Cyber Incident Victim: Munters
Date:
Jan 2024
Location:
Sweden
Summary
A ransomware attack targeting Munters' hosting provider, Tietoevry, compromised the confidentiality of preliminary financial results, forcing the company to release unaudited summaries ahead of schedule. The incident disrupted the organization's financial consolidation system and limited business operations, with no estimated resolution timeframe. The company maintains ongoing communication with the provider to address the situation but confirmed no further financial disclosures until the scheduled full report.

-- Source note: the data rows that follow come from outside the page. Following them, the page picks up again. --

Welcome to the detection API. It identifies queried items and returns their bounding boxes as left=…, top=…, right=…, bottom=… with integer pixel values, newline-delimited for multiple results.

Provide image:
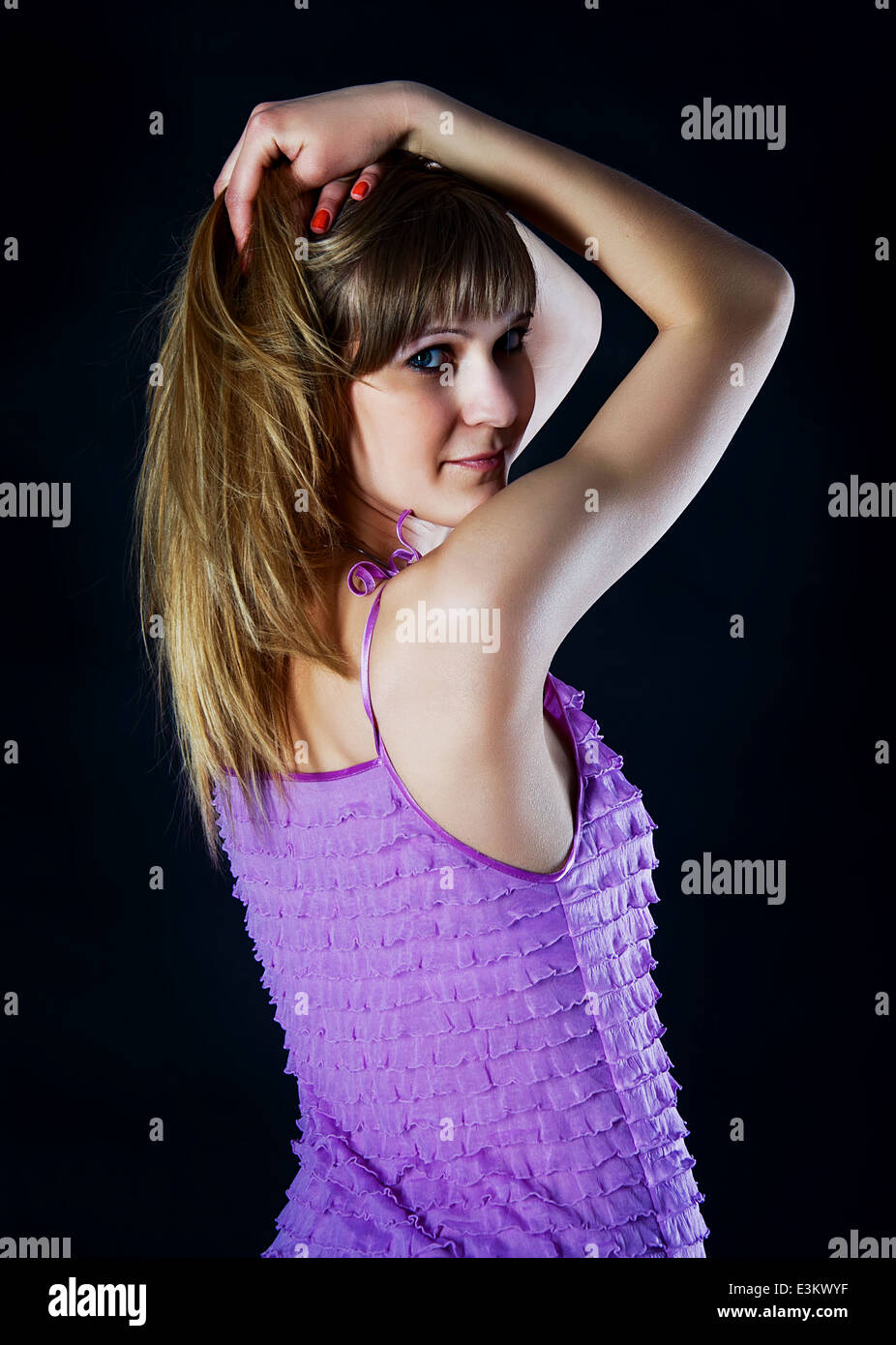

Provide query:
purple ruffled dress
left=214, top=510, right=709, bottom=1259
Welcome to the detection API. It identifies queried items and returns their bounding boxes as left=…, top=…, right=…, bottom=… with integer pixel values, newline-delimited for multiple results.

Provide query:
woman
left=132, top=80, right=793, bottom=1259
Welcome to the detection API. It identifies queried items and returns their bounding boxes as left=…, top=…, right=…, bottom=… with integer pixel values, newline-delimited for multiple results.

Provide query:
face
left=340, top=312, right=535, bottom=527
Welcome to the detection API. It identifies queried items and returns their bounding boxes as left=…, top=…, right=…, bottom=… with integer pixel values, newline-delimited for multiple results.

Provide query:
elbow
left=741, top=254, right=796, bottom=321
left=713, top=253, right=796, bottom=325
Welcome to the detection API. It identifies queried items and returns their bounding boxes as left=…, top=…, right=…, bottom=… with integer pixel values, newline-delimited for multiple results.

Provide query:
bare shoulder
left=370, top=553, right=532, bottom=729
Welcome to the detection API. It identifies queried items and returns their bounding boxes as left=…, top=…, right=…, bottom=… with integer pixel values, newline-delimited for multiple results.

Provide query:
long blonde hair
left=132, top=149, right=535, bottom=865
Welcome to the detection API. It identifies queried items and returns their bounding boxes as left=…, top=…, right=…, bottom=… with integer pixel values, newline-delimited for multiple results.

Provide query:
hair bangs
left=333, top=181, right=537, bottom=378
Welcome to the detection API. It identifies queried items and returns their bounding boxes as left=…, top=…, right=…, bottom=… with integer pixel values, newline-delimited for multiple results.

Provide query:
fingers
left=211, top=103, right=273, bottom=200
left=214, top=103, right=291, bottom=257
left=311, top=163, right=386, bottom=234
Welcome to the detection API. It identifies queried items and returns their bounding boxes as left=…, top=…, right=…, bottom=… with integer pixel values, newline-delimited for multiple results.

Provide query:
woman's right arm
left=400, top=82, right=793, bottom=683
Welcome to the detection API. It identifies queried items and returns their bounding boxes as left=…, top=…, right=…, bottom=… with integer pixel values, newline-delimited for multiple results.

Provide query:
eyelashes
left=405, top=324, right=531, bottom=374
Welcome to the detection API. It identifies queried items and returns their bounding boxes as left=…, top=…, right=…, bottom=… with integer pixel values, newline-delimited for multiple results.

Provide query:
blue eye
left=405, top=327, right=531, bottom=374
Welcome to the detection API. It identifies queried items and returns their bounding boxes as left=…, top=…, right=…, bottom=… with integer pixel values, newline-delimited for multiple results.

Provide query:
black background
left=0, top=0, right=896, bottom=1259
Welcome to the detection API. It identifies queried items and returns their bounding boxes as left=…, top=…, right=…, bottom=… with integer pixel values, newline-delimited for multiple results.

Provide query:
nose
left=455, top=349, right=520, bottom=427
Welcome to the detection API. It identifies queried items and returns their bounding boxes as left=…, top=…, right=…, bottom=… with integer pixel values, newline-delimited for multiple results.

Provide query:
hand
left=214, top=79, right=407, bottom=269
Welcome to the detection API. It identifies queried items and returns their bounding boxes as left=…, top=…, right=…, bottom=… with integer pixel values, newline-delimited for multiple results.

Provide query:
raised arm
left=403, top=83, right=793, bottom=700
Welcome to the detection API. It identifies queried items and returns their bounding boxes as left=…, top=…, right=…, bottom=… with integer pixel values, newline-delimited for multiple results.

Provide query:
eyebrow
left=403, top=310, right=531, bottom=348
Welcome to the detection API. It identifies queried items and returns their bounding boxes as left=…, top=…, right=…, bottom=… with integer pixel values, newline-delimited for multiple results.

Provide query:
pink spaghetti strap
left=345, top=508, right=421, bottom=753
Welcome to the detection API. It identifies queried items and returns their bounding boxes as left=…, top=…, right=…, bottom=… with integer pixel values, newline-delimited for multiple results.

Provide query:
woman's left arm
left=509, top=214, right=602, bottom=465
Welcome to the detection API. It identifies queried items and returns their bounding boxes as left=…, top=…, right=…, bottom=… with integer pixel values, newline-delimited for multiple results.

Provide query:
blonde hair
left=132, top=149, right=535, bottom=865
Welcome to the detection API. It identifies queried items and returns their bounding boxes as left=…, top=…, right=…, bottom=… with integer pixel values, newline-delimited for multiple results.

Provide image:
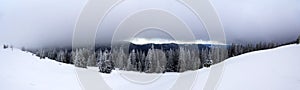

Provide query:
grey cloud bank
left=0, top=0, right=300, bottom=48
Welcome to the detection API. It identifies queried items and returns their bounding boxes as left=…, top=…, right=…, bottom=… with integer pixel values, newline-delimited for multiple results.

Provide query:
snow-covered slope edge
left=218, top=44, right=300, bottom=90
left=0, top=44, right=300, bottom=90
left=0, top=48, right=81, bottom=90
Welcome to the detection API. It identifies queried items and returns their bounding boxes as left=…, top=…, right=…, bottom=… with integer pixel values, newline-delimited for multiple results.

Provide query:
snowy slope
left=219, top=45, right=300, bottom=90
left=0, top=47, right=81, bottom=90
left=0, top=45, right=300, bottom=90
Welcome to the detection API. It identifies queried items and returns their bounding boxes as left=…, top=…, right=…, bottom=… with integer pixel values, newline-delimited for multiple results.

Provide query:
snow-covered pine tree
left=155, top=49, right=167, bottom=73
left=74, top=48, right=89, bottom=68
left=178, top=47, right=187, bottom=72
left=87, top=52, right=97, bottom=66
left=126, top=49, right=137, bottom=71
left=166, top=49, right=176, bottom=72
left=297, top=35, right=300, bottom=44
left=98, top=50, right=114, bottom=73
left=144, top=45, right=154, bottom=73
left=56, top=50, right=67, bottom=62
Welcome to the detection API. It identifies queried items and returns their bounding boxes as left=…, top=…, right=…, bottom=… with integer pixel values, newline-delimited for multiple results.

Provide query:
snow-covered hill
left=0, top=47, right=81, bottom=90
left=0, top=45, right=300, bottom=90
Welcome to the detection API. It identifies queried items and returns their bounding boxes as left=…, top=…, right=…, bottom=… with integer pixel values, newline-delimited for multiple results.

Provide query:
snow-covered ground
left=0, top=45, right=300, bottom=90
left=0, top=47, right=81, bottom=90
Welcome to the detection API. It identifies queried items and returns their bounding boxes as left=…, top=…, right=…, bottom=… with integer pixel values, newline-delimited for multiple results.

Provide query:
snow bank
left=0, top=48, right=81, bottom=90
left=0, top=45, right=300, bottom=90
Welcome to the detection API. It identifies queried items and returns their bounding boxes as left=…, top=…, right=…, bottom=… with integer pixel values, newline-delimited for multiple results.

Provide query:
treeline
left=17, top=36, right=300, bottom=73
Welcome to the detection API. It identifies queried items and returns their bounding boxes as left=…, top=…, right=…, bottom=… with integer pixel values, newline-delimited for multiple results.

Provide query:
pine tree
left=74, top=48, right=89, bottom=68
left=56, top=50, right=67, bottom=62
left=87, top=52, right=97, bottom=66
left=98, top=50, right=114, bottom=73
left=144, top=45, right=154, bottom=73
left=126, top=49, right=137, bottom=71
left=297, top=35, right=300, bottom=44
left=178, top=47, right=187, bottom=72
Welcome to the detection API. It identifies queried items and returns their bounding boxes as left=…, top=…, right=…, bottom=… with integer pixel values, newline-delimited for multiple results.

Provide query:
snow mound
left=0, top=48, right=81, bottom=90
left=218, top=45, right=300, bottom=90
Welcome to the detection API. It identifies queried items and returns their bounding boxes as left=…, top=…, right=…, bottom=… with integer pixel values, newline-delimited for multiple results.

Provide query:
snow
left=0, top=48, right=81, bottom=90
left=219, top=45, right=300, bottom=90
left=0, top=44, right=300, bottom=90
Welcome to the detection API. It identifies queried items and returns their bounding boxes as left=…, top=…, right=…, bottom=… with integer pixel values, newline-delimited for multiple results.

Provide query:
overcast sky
left=0, top=0, right=300, bottom=48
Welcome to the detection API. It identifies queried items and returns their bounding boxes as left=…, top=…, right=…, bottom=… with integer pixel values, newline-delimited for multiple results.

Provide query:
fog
left=0, top=0, right=300, bottom=48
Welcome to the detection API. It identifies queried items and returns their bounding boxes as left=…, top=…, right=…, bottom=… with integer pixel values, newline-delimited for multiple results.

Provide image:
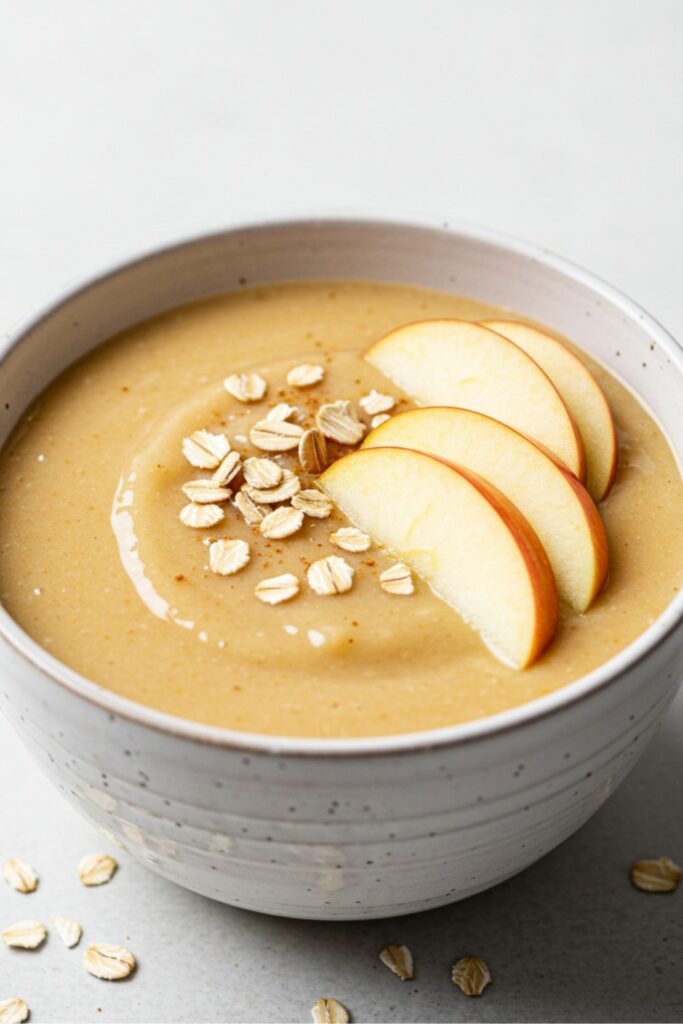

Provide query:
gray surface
left=0, top=0, right=683, bottom=1024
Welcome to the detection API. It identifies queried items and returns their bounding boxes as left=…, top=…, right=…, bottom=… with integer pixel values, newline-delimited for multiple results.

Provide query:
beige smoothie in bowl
left=0, top=281, right=683, bottom=739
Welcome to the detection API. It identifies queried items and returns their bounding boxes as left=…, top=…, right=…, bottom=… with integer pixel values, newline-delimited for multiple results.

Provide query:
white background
left=0, top=0, right=683, bottom=1024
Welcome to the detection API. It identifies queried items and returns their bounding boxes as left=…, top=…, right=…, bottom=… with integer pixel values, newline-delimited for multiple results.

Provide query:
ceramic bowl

| CIA Posture | Motives | Tactics, Techniques & Procedures |
|---|---|---|
| Available to members | 1 motive | 1 technique |
| Threat Actors | Type | Location |
|---|---|---|
| 0 actors | Available to members | Available to members |
Description
On January 22, 2024, Munters Group AB disclosed that a ransomware attack targeting one of its hosting providers, Tietoevry, compromised the confidentiality of its preliminary financial results for the fourth quarter and full year 2023. The incident disrupted Munters' financial consolidation system and a limited subset of its business operations, though the company did not specify the exact timeline of the attack or its initial detection. Due to concerns that unauthorized parties might access sensitive financial data, Munters preemptively released summarized unaudited results ahead of its scheduled full-year report on February 1, 2024. The breach originated within Tietoevry's infrastructure, but Munters did not identify the ransomware variant or the attackers. Munters emphasized ongoing coordination with Tietoevry to resolve the situation, though no restoration timeline was provided. The company confirmed no direct compromise of its internal systems but acknowledged dependencies on the provider’s compromised services. Operational impacts included delayed financial reporting workflows and potential exposure of pre-release earnings data. Munters stated it could not guarantee the integrity of its financial disclosures until full system functionality was restored.
The incident necessitated the early publication of key financial metrics, including a 16% organic increase in Q4 2023 net sales to MSEK 3,659 and a full-year adjusted EBITA of MSEK 1,839. Munters clarified that all disclosed figures remained preliminary and subject to revision in its final audited report. CEO Klas Forsström characterized the attack as a serious incident but affirmed the integrity of the company’s 2023 performance data. No customer data breaches, operational stoppages, or direct financial losses from the ransomware event were reported. Munters maintained standard investor communications protocols, scheduling its full-year webcast and teleconference for February 1 as originally planned. The company declined to speculate on long-term operational or reputational repercussions, focusing instead on restoring system normalcy through its provider. Tietoevry’s role in the incident remained under review, with Munters deferring detailed technical or forensic assessments pending further updates from the vendor. The disclosure adhered to EU Market Abuse Regulation requirements, emphasizing transparency despite the unresolved disruption.